In India, renewable energy prices, which account for 50-65% of the total cost of green hydrogen, may have to decline from Rs 2.6-3 per unit at present to below Rs 2 per unit. Also, a waiver of energy banking as well as transmission and distribution charges, in addition to the already announced waiver on inter-state transmission charges, will be crucial to reduce the landed cost of power. This is critical as transporting hydrogen over long distances is not economical, mandating the need to wheel electricity to end-consumers.

Also, improvement in electrolyser efficiencies and decline in electrolyser capital costs by 60-70% through technological improvements and economies of scale are important for achieving the targeted cost.

To address this, the Green Hydrogen Mission has provided an initial financial incentive of Rs 19,744 crore, wherein Rs 17,490 crore is allocated towards funding domestic manufacturing of electrolysers and green hydrogen production. Additionally, mandates for green hydrogen consumption for refineries and fertilizers are also expected, which will be crucial till economics catches up.

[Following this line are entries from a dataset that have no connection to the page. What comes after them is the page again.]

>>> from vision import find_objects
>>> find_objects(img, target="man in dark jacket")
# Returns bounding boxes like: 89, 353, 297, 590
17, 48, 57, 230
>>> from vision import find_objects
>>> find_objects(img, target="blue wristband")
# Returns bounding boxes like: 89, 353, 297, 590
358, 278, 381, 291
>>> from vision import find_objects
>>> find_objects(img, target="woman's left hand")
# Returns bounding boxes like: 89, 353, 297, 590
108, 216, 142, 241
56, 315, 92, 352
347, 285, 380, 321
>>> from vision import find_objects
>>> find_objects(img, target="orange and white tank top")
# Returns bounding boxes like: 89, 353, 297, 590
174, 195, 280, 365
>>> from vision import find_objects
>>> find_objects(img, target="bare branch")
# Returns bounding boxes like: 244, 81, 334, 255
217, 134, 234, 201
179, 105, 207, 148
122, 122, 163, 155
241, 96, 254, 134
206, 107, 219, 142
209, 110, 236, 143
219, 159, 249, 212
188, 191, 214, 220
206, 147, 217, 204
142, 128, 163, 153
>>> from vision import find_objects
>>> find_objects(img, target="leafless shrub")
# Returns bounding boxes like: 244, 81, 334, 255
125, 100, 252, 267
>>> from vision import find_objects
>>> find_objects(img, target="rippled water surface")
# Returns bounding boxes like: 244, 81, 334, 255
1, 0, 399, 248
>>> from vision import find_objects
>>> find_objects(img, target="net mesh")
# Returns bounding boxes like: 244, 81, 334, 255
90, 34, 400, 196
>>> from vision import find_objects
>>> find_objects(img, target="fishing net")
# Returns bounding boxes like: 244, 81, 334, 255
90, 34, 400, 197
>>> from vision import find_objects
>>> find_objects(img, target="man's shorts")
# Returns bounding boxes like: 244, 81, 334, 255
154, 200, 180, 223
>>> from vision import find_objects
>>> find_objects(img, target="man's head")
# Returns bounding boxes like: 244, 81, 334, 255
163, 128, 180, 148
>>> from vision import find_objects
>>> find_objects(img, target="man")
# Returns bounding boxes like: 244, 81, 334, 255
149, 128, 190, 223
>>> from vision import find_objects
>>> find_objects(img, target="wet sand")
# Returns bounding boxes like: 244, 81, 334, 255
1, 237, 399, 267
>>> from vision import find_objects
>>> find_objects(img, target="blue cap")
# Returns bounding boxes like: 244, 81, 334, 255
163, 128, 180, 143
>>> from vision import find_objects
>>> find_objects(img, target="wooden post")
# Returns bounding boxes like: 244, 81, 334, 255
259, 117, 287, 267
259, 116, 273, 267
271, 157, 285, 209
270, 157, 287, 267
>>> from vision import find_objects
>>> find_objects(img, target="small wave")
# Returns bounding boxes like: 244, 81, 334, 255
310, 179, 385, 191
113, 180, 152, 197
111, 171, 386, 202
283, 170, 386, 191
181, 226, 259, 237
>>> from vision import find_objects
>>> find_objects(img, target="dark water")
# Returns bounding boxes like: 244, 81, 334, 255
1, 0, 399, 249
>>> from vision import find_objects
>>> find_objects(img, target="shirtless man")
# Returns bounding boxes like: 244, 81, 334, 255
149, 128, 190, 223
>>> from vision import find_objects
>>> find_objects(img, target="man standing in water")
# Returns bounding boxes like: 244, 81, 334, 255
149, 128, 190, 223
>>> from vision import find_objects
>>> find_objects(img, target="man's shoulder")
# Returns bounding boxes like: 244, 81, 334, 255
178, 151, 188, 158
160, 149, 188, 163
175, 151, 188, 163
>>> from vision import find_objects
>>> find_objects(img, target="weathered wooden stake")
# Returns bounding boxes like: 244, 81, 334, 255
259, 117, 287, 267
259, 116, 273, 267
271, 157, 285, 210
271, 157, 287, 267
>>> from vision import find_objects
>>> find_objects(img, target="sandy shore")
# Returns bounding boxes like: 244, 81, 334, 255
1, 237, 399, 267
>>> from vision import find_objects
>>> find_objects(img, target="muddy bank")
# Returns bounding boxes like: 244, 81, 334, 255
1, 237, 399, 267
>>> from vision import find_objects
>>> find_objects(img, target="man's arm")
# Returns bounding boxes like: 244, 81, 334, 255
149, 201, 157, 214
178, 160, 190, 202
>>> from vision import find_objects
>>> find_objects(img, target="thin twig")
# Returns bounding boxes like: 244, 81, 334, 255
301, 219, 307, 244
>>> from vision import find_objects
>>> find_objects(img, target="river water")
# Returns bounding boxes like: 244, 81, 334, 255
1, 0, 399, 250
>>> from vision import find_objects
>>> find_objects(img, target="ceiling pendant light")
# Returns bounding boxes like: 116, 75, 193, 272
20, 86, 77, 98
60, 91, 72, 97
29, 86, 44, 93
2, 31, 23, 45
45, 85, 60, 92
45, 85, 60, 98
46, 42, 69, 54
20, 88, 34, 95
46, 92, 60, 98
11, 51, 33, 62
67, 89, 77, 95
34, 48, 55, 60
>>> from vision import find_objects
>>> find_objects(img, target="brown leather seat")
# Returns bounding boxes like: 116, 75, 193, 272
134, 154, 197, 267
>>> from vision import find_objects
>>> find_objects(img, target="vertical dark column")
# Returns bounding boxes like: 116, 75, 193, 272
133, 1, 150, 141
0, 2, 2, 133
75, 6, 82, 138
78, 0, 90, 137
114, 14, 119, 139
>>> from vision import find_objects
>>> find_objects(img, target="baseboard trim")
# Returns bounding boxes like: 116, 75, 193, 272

Says Joanne Gonsalves, Team Leader, CRISIL Ratings, “Along with a target of green hydrogen consumption of 5 million tonne by 2030, India aims to establish itself as an export hub. The country benefits from cheap renewable power, large land, a vast grid and human capital, but will face competition from countries such as China, the Middle East, Australia and Chile. Moreover, developed economies such as the US and Europe have announced massive subsidies to incentivise green hydrogen production and adoption3. Hence, the pace of execution and relative regulatory and policy support will determine India’s export competitiveness. Domestic companies plan investments of around Rs 16 lakh crore over the next decade or so across the green energy value chain, wherein investments in green hydrogen could be back-ended as economics become favourable. Notably, it is mostly large conglomerates and well-capitalised companies entering this space, which mitigates credit risk.

All the same, firm offtake contracts would be crucial for companies to achieve financial closure. Technological evolution and policy support will also bear watching.